SYSTEM Cited by 1 source

Zalando Postgres-sourced Event Streams

What it is

Zalando's low-code Postgres-sourced event-streaming platform — a shared internal capability that lets Zalando builders declare an event stream sourced from any Postgres table and have the platform provision a dedicated micro-application that publishes row-level change events downstream. Disclosed in Zalando's 2023-11-08 engineering post (sources/2023-11-08-zalando-patching-the-postgresql-jdbc-driver).

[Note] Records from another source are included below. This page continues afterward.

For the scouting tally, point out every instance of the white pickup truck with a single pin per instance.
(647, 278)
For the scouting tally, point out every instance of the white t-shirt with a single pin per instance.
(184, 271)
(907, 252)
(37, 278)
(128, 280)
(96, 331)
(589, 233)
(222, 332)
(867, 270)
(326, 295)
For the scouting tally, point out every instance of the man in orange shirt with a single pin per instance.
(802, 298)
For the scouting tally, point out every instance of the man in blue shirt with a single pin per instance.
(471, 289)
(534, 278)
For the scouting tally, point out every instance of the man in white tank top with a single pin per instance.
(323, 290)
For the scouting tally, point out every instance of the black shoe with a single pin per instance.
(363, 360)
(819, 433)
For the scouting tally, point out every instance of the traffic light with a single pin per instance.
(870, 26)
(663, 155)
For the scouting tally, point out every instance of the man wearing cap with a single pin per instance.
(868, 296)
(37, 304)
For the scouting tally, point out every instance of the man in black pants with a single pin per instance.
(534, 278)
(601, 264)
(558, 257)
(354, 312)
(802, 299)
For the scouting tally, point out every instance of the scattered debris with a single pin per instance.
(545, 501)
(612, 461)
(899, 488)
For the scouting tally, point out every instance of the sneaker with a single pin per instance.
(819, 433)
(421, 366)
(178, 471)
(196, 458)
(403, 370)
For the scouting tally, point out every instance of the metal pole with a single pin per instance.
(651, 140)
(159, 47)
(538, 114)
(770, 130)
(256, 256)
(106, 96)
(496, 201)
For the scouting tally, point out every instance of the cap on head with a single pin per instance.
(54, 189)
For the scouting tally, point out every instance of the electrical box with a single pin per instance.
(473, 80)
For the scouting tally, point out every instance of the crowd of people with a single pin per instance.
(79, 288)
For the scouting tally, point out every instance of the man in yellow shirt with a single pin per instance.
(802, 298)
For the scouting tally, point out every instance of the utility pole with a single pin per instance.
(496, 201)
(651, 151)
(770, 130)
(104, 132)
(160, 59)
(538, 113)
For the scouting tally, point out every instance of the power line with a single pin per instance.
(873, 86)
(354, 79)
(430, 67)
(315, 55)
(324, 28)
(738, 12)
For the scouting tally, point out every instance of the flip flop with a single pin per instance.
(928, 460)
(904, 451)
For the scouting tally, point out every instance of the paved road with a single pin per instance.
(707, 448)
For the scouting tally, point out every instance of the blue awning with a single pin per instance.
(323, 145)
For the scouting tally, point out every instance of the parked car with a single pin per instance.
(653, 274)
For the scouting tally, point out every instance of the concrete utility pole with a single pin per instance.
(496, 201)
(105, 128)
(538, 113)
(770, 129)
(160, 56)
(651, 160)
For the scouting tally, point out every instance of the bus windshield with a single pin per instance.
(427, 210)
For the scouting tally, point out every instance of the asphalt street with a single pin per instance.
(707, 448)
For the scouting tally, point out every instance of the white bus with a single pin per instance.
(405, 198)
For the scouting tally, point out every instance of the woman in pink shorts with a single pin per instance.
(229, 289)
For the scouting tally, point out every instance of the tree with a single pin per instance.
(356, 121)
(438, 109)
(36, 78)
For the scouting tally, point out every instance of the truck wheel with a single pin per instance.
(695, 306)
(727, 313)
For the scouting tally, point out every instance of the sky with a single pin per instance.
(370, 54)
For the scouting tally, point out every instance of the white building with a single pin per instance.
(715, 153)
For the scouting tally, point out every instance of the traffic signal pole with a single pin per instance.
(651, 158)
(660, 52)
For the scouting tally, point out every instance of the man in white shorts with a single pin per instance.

Architecture at the one-stream altitude

Each declared event stream gets its own micro-application that:

  1. Embeds Debezium Engine — the embedded-library mode of Debezium, hosting Debezium's Postgres source connector in the application's JVM.
  2. Talks to the upstream Postgres server via pgjdbc's logical-replication API, owning its own replication slot on the primary.
  3. Accepts arbitrary event transformations via AWS Lambda in the processing path.
  4. Publishes the transformed events to a configurable downstream — Kafka topics, direct HTTP sinks, SQS, or other internal event buses.

Scale at publication time (2023-11): hundreds of Postgres- sourced event streams in production.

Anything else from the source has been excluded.